L'hypothèse est simple, et pas très originale : les relations entre Paris et les grandes villes française sont en train de se transformer. Et cela sous l’effet d’au moins trois facteurs qui remettent en cause le rôle traditionnel de l’État dans un pays aussi centralisé que le nôtre : la mondialisation économique, la construction européenne, la décentralisation politique et administrative. Restait à appliquer cette grille de lecture au cas particulier de la métropole Nantes/Saint-Nazaire. C’est l’objet de ce dossier.

Il n’est jamais mauvais de prendre du recul. Nous ouvrons donc ce dossier par un entretien avec les historiens Alain Croix et Didier Guyvarc’h qui balaient cinq bons siècles, depuis la fin du duché de Bretagne jusqu’à aujourd’hui. Ils concluent de manière iconoclaste : après tout, ce n’est qu’avec la Révolution que la relation avec Paris est devenue primordiale pour Nantes ; la parenthèse ouverte alors se referme peut-être aujourd’hui.

L’économie ensuite. Le journaliste Dominique Luneau fait, lui aussi, le constat d’un amenuisement du rôle de Paris quand un groupe coréen possède les chantiers navals de Saint-Nazaire et une firme indienne la sidérurgie couëronnaise. Quant au capitalisme proprement nantais, il y a belle lurette qu’il s’est dissout dans la mondialisation. Pour autant, se trouver à deux heures de Paris, une des deux seules métropoles de niveau mondial en Europe, reste un atout majeur que Nantes aurait bien tort de ne pas jouer.

Cette intuition, Jean-Pascal Hébrard et Cécile Michaut, de l’Agence d’urbanisme de la région nantaise en mesurent la validité, produisant cartes et chiffres. S’il ne fallait retenir de leur étude qu’un seul fait – mais ce serait dommage – ce serait celui-ci : Nantes attire désormais davantage de Parisiens que Paris de Nantais. Il est révolu, le temps du splendide isolement de Paris au milieu du désert français.

D’ailleurs, Christophe Martin, directeur TGV des Pays de la Loire, est le premier à en convenir : autant le train, arrivé à Nantes en 1851, avait eu pour effet d’aspirer les talents vers Paris, autant le TGV qui, depuis 1989, met les deux villes à deux heures l’une de l’autre a renforcé l’attraction nantaise à l’égard des Parisiens.

Difficile de ne pas tenir compte de l’actualité politique et de la présence d’un Nantais à la tête du gouvernement.
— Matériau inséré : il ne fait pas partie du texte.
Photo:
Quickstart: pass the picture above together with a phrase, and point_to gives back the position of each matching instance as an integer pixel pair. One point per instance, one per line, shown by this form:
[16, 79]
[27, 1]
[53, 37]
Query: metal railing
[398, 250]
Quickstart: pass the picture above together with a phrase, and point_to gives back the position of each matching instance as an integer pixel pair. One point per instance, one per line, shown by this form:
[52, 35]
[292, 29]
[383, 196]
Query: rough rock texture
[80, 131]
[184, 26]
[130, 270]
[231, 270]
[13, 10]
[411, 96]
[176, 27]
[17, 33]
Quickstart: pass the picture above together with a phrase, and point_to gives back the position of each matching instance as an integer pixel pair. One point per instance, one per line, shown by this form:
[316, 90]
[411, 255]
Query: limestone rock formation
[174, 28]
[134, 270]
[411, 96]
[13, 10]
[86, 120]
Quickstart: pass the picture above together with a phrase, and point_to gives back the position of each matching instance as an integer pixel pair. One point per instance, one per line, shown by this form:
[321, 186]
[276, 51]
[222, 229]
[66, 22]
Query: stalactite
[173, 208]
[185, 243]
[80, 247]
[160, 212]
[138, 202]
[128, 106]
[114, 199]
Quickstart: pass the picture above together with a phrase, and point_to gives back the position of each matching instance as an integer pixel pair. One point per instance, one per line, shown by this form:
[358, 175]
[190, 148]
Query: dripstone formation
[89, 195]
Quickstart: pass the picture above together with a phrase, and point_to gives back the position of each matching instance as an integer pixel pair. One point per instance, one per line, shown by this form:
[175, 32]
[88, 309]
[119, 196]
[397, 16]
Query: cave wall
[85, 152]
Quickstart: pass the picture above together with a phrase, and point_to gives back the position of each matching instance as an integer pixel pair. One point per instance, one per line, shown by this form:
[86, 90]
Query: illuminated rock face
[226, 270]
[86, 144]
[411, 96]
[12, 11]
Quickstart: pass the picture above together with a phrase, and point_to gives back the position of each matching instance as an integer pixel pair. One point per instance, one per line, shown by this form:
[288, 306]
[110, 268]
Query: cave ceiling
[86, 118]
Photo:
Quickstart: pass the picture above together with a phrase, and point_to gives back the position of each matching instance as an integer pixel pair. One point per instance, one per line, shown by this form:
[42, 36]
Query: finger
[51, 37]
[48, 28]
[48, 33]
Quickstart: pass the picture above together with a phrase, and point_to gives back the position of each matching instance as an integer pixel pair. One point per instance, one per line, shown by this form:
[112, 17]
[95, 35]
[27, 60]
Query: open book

Le journaliste Michel Urvoy montre que le centralisme spontané de la presse parisienne explique, pour une bonne part, le mauvais accueil qu’elle a réservé à Jean-Marc Ayrault. Pensez donc, non seulement ce dernier « ne s’excuse pas d’avoir été maire de Nantes », mais encore « regarde la France au prisme de son expérience d’élu local. »

Ces analyses historiques, économiques, démographiques, politiques sont complétées de deux coups de projecteur sur des scènes qui nous sont familières : celle de l’architecture, celle des arts plastiques.

Le sociologue Jean-Louis Violeau rend compte avec finesse d’une réalité évolutive et contradictoire : ce sont bien des architectes parisiens qui se taillent à Nantes la part du lion quand il est difficile pour les Nantais de mettre le pied à Paris. Mais cela a pour effet d’inciter de jeunes architectes à quitter la capitale pour s’installer sur les rives de l’estuaire et à devenir plus nantais que les Nantais.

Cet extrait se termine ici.